Lembrando que sempre foi defensor da intervenção das Forças Armadas enquanto agente de Proteção Civil, “até pela sua capacidade de mobilização”, o chefe de Estado precisou que após a deslocação para o terreno de meios militares, na sequência da depressão Kristin, em Ferreira do Zêzere e Tomar (Santarém) e Marinha Grande (Leiria), essa capacidade vai ter mais meios para prevenir consequências de inundações.  

Marcelo lembrou ainda que nos incêndios de Pedrogão Grande, em 2017, os militares intervieram “e tiveram um papel importante de apoio logístico”.

“Mas, de facto, [esse apoio] arrancou alguns dias depois do momento inicial dos fogos. Estamos a tentar encurtar essa distância e antecipar a intervenção militar quando necessário”, argumentou Marcelo Rebelo de Sousa.

Já o secretário de Estado da Proteção Civil, Rui Rocha, frisou que o Governo está “a empenhar todos os meios da Proteção Civil, já no planeamento, na próxima semana, das cheias e inundações”, revelando “um forte empenhamento das Forças Armadas” nessas operações, em articulação com a Proteção Civil, já a partir de hoje, com botes, dispositivos de desobstrução e outros meios para a eventual retirada de pessoas.

Questionado pela agência Lusa sobre o que significa “um forte empenhamento” das Forças Armadas em termos numéricos, Rui Rocha não respondeu.

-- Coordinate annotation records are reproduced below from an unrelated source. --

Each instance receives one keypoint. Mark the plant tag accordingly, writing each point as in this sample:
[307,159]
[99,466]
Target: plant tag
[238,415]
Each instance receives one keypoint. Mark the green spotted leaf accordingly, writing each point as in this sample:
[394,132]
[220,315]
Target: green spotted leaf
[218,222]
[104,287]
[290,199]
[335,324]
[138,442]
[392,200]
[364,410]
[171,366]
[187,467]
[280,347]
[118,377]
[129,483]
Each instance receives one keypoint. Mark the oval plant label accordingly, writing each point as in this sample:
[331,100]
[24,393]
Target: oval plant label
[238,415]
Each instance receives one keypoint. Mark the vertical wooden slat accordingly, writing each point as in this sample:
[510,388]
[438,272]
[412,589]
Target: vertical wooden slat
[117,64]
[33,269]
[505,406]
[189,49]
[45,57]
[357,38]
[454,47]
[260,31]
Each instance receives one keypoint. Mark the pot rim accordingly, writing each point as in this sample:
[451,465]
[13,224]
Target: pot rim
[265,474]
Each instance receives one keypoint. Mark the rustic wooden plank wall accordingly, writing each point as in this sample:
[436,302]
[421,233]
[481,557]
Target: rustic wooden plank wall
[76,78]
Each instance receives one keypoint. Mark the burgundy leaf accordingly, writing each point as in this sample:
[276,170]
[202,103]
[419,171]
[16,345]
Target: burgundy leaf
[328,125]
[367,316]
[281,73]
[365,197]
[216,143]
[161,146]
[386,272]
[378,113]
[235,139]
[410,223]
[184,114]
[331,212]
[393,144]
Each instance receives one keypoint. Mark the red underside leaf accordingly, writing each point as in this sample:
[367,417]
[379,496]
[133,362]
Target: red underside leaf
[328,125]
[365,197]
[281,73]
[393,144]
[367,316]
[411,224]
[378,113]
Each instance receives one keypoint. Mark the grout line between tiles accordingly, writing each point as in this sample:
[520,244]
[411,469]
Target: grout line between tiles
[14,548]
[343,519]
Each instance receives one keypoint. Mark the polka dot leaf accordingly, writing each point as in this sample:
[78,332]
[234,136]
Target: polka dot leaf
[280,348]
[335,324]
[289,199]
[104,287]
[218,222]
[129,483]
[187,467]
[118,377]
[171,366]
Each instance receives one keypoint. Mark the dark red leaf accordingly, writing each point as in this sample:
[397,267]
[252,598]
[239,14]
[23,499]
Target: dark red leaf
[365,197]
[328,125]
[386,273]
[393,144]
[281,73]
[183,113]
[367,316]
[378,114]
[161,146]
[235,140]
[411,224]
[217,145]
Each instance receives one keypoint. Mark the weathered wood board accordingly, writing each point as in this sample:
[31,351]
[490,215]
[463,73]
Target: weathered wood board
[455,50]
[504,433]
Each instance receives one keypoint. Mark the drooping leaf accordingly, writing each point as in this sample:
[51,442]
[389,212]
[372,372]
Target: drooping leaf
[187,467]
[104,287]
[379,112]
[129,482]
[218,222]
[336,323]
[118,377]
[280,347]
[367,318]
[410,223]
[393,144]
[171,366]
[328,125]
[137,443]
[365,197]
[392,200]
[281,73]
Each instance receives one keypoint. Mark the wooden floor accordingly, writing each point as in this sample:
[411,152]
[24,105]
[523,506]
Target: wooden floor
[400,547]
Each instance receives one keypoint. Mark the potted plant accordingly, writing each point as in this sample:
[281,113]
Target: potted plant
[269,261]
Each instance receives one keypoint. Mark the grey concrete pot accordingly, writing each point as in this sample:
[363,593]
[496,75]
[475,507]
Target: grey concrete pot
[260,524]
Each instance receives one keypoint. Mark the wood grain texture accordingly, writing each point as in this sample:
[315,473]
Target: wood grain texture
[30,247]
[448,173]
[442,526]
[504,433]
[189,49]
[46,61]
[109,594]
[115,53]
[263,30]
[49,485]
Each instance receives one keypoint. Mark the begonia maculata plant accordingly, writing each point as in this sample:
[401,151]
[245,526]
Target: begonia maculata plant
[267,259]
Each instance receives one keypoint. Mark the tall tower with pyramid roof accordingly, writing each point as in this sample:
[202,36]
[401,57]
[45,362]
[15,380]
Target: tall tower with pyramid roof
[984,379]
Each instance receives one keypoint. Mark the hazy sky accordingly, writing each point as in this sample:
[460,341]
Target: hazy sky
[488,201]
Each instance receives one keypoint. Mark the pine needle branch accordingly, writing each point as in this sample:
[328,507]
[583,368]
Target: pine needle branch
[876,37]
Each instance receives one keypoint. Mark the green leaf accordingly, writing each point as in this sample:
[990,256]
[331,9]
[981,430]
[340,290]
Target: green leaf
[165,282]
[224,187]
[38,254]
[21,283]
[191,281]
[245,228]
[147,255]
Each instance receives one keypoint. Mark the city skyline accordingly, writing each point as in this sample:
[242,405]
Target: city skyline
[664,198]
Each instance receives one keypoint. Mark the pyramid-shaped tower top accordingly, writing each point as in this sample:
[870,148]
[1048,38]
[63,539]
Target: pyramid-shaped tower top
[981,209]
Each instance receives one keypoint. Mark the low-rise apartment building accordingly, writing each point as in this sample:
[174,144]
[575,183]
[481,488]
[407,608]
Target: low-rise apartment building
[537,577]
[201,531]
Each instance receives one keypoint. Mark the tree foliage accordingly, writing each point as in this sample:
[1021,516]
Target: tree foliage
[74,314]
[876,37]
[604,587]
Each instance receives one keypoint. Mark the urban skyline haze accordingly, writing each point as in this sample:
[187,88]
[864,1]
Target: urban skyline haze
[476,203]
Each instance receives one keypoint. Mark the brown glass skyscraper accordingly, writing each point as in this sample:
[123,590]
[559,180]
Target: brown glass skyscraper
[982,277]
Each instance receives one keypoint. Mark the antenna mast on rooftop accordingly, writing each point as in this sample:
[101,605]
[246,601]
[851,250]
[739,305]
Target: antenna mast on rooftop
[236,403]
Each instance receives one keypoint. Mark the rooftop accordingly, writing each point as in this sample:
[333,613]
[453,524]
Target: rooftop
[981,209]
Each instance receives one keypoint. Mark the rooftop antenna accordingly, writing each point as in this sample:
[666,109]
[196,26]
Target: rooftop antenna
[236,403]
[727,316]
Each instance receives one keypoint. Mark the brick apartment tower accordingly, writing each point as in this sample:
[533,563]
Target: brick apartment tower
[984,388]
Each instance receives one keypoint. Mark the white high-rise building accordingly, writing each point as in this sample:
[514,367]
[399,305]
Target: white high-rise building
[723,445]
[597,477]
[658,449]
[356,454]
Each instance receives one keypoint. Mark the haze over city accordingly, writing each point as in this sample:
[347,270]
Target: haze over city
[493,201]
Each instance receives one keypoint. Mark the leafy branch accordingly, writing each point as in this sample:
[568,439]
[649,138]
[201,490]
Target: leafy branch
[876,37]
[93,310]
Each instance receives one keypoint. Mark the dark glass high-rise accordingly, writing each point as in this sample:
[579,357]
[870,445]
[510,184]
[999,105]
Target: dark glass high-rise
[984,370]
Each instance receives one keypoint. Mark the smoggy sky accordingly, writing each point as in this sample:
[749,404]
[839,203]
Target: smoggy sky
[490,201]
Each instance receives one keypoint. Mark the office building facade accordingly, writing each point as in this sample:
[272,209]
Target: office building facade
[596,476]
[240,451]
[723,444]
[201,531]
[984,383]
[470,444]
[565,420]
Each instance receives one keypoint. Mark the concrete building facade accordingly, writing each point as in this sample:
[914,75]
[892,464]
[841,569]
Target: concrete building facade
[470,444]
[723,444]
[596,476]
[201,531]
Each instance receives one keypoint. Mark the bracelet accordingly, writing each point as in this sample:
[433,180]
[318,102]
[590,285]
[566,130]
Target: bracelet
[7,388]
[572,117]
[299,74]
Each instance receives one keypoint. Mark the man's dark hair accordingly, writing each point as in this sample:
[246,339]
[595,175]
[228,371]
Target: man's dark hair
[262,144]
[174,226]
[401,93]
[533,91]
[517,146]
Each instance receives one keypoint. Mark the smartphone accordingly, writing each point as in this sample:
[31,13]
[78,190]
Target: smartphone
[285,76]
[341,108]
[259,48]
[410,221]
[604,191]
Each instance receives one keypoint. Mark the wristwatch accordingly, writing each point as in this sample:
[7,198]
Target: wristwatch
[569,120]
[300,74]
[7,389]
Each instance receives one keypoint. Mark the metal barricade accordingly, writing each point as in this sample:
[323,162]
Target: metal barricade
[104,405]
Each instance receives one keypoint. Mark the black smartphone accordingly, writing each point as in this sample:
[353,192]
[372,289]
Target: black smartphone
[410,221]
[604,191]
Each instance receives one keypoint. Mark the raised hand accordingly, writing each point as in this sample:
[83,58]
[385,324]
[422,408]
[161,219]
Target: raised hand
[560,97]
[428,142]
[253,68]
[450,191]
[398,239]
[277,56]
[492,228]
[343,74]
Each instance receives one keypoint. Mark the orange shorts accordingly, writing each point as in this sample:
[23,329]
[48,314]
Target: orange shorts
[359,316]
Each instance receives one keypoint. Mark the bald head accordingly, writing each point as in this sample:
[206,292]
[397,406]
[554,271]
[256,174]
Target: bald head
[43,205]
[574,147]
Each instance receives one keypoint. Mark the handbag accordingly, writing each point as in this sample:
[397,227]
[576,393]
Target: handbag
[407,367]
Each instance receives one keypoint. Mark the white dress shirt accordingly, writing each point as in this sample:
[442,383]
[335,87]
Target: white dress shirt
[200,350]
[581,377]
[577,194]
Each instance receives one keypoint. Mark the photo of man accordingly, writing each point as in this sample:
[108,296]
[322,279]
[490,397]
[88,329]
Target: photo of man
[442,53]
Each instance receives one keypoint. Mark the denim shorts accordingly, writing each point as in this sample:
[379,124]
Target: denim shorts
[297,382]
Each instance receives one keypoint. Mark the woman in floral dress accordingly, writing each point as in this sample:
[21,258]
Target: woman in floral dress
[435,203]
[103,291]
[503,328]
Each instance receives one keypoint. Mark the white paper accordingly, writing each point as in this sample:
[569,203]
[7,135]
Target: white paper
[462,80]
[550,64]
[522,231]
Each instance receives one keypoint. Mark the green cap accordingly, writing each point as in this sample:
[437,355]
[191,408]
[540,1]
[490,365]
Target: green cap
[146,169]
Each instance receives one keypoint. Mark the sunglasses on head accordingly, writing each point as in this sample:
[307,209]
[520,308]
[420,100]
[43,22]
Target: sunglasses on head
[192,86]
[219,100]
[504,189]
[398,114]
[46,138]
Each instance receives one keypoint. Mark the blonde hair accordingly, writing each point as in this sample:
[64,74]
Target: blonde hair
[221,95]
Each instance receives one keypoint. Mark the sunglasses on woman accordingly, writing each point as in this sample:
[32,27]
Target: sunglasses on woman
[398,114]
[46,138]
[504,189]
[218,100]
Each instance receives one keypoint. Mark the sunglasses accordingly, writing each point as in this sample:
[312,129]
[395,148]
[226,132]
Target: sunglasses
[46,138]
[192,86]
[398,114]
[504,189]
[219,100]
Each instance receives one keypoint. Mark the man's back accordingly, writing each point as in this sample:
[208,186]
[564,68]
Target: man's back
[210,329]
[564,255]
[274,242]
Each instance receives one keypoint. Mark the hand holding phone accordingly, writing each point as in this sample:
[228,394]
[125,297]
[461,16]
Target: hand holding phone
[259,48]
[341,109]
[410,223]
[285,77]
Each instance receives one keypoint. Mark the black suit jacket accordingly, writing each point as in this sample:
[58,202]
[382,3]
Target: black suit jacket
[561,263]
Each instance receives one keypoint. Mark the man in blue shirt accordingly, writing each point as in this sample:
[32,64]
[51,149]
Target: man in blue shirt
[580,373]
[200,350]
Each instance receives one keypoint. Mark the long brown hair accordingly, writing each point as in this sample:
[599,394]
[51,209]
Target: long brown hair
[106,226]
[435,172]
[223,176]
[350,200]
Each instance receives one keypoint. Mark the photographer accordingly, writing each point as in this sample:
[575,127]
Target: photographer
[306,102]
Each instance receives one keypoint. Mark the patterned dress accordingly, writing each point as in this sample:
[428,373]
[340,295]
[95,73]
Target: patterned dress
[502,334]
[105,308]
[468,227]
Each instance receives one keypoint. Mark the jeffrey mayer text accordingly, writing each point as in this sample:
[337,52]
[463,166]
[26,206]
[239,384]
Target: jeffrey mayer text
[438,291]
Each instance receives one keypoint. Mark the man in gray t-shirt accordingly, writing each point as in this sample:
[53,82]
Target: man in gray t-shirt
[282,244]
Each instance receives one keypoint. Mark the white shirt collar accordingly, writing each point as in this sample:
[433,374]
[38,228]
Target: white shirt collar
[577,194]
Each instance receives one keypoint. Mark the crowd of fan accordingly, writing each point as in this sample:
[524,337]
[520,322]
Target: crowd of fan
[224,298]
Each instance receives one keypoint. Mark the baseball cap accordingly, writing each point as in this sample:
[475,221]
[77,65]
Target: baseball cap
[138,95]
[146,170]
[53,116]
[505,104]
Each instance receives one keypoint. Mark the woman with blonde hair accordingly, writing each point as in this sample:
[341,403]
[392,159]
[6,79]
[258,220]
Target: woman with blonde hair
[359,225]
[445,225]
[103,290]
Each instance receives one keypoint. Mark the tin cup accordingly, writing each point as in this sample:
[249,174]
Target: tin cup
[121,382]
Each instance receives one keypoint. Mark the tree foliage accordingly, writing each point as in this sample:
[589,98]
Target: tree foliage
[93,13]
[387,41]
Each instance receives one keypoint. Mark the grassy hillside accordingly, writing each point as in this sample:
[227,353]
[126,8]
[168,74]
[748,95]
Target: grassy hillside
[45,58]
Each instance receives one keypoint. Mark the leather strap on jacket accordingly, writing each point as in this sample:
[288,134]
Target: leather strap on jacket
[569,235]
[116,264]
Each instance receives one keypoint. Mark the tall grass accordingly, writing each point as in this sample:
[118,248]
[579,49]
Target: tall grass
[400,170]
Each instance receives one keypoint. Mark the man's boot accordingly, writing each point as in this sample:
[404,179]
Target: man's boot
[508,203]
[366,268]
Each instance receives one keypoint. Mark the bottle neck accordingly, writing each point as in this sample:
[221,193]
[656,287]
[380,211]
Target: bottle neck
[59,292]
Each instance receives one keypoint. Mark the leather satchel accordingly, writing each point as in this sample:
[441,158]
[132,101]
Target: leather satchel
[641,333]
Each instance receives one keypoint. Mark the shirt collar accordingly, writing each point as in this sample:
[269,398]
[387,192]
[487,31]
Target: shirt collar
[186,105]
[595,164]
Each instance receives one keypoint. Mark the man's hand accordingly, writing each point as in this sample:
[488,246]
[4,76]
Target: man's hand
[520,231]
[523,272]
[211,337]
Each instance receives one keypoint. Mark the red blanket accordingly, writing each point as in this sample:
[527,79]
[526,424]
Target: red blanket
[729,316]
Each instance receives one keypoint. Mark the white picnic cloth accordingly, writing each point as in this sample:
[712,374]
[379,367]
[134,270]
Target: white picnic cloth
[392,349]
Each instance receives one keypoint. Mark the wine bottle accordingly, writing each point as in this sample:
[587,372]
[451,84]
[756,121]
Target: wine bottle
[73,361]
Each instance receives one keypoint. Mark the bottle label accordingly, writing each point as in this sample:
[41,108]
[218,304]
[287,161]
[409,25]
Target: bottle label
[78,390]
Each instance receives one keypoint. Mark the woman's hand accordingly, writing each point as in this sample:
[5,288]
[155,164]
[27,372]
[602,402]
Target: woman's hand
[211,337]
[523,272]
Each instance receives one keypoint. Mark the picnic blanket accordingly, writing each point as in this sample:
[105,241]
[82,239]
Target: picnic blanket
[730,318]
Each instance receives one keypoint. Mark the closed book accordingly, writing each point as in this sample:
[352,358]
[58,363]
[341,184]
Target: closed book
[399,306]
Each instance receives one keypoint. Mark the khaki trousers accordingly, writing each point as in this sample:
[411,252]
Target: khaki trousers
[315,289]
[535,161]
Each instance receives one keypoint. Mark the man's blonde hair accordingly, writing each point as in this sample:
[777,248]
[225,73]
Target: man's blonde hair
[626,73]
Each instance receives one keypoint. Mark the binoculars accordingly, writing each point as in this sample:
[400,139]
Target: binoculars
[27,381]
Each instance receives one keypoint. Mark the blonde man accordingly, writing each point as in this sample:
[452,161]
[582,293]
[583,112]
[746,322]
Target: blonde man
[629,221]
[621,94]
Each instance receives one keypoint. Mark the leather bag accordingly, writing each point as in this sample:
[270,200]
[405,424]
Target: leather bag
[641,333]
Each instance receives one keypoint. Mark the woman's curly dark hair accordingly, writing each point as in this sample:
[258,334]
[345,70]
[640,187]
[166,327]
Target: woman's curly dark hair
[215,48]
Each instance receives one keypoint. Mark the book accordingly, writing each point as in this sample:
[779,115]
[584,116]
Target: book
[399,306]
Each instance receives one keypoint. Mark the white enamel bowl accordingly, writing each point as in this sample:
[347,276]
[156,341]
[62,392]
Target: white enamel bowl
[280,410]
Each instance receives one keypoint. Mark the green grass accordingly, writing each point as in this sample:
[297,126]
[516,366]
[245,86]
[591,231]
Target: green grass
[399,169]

 Adiantou, depois, que o Governo já sinalizou, junto das Forças Armadas, “as necessidades e os posicionamentos” necessários durante os próximos dias, estando “tudo a ser tratado em coordenação com a Proteção Civil”, designadamente na bacia dos rios Mondego e Tejo, onde, garantiu, irão estar meios dos Fuzileiros da Marinha.

Na Figueira da Foz, além do parque de campismo, Marcelo Rebelo de Sousa visitou a Rua do Pinhal, onde se situa o edifício da antiga Universidade Internacional (que estava a ser reconvertido para centro de formação do IEFP), e sofreu danos elevados, a exemplo de algumas casas em redor.

A visita inclui também a Zona Industrial da Gala, concretamente a empresa de derivados de resina United Resins, que viu metade do seu armazém e 80% do seu parque fotovoltaico destruídos.